Simple to adopt — only requires adding deny rules. For example, denying Bash(gh *) redirects the agent to the credential-isolated REST API (ADR 0017). No tool-level scoping — all tools are available.

Option B: bypassPermissions + permissions.allow + permissions.deny

Drop --dangerously-skip-permissions. bypassPermissions auto-approves some tools but not others — permissions.allow supplements it for tools that require explicit approval (e.g. Write(*)).

ConcernMechanismBehavior
AllowbypassPermissions + permissions.allowSome tools auto-approved; others need allow entries
Denypermissions.denyMatching patterns hard-blocked

More control than Option A — tools that bypassPermissions doesn't auto-approve are denied unless explicitly allowed. But which tools bypassPermissions auto-approves is undocumented and may change across Claude Code versions. Requires testing after upgrades.

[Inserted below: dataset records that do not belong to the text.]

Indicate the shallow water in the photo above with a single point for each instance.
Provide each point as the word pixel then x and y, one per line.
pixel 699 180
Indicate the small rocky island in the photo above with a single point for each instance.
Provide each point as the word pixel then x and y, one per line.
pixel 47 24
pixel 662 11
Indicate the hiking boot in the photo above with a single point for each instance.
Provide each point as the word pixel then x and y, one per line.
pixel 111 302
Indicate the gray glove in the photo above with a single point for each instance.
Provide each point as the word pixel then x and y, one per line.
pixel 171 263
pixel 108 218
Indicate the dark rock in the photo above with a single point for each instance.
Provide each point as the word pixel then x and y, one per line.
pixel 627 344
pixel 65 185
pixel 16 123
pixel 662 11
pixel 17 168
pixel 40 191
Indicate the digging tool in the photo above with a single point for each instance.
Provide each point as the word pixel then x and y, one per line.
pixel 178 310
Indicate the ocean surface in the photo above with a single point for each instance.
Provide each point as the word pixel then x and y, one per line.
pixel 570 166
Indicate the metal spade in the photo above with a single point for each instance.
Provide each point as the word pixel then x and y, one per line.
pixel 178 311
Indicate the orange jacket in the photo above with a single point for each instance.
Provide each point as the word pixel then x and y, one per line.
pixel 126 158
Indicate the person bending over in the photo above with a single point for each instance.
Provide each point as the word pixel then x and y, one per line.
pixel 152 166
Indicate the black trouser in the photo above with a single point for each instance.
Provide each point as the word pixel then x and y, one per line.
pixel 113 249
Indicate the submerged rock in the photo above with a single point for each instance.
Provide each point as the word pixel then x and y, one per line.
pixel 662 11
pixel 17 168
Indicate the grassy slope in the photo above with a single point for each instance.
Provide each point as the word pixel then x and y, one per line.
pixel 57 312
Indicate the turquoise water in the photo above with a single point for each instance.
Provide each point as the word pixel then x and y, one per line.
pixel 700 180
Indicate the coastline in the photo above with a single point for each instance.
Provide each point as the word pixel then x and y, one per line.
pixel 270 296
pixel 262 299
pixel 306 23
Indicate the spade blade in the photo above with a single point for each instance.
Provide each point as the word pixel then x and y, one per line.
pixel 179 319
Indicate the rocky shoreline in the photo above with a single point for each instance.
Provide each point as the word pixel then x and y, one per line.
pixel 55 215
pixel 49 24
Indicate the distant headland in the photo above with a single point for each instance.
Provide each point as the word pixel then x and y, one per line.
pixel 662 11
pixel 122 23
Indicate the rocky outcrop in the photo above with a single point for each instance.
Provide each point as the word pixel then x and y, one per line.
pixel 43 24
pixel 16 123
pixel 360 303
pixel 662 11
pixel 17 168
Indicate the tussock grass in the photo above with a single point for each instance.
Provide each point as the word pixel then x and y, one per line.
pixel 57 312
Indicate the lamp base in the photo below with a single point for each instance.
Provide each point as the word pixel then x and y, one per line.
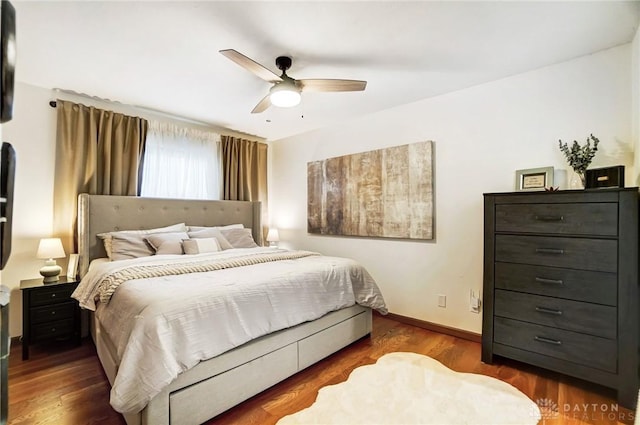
pixel 50 272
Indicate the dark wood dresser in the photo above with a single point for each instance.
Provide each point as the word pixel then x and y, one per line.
pixel 561 284
pixel 49 312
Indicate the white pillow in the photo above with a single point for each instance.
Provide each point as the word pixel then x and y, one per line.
pixel 211 232
pixel 200 246
pixel 167 243
pixel 239 238
pixel 107 238
pixel 229 226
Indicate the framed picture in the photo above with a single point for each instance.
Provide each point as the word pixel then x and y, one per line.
pixel 72 267
pixel 534 179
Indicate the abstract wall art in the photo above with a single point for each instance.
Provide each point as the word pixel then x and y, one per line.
pixel 385 193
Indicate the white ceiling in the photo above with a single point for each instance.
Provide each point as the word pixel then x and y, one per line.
pixel 164 55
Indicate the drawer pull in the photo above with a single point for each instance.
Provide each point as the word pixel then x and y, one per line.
pixel 545 280
pixel 549 311
pixel 547 340
pixel 549 218
pixel 549 251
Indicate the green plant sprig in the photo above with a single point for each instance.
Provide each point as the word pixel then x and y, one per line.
pixel 579 157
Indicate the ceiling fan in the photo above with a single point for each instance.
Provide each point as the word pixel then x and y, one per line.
pixel 285 91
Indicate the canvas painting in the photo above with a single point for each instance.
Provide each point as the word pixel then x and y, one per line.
pixel 384 193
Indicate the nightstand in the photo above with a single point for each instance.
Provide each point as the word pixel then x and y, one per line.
pixel 48 312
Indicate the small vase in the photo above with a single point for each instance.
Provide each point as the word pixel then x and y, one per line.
pixel 577 180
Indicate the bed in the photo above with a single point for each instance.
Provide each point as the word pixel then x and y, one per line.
pixel 221 382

Option C: dontAsk + permissions.allow + permissions.deny

Drop --dangerously-skip-permissions. Only permissions.allow patterns run; everything else is auto-denied.

ConcernMechanismBehavior
AllowdontAsk + permissions.allowOnly matching patterns auto-approved
Denypermissions.denyMatching patterns hard-blocked

Most explicit — every allowed pattern is enumerated. But highest maintenance burden: the allow list must be kept in sync per agent role. A missing pattern causes silent failure — the agent simply stops.

Option D: auto + permissions.deny

Drop --dangerously-skip-permissions. A classifier model decides per-call whether the action is safe.

ConcernMechanismBehavior
Allowauto (classifier)Safe actions auto-approved, unsafe denied
Denypermissions.denyMatching patterns hard-blocked

No allow enumeration needed. But the classifier is probabilistic: the same tool call may be approved or denied across runs, making agent behavior non-reproducible.

Option E: --dangerously-skip-permissions + sandbox only

All tools auto-approved. No tool-level deny rules. Rely entirely on openshell sandbox policies.

ConcernMechanismBehavior
Allow--dangerously-skip-permissionsAll tool calls auto-approved
DenySandbox (openshell)OS-level default-deny policies

No maintenance burden. Security enforcement doesn't depend on Claude Code. But no tool-level steering — failures only surface at the sandbox level, where the agent must interpret OS-level errors.

Decision

Use Option A: --dangerously-skip-permissions + permissions.deny.

Security: the sandbox is the sole enforcement layer. Tool-level restrictions are always bypassable.

Steering: permissions.deny blocks specific command patterns to redirect the agent toward intended alternatives — e.g. denying Bash(gh *) forces use of the credential-isolated REST API (ADR 0017). This is not a security control — it improves agent focus and reduces wasted tokens.

tools and disallowedTools in agent frontmatter have no effect in --agent sessions.

Consequences

  • Security enforcement stays in the sandbox — the only layer the agent cannot bypass.
  • permissions.deny serves as a steering tool, redirecting specific patterns to intended alternatives. Not a security control.
  • Missing deny patterns do not cause silent failures — the agent uses the unintended tool path and the sandbox handles security.
  • Sandbox policies must cover each agent's security requirements as the sole hard enforcement layer.
  • tools and disallowedTools have no effect in --agent sessions; they only apply to subagents spawned via the Agent tool.
  • Runtime-agnostic: the security model does not depend on Claude Code.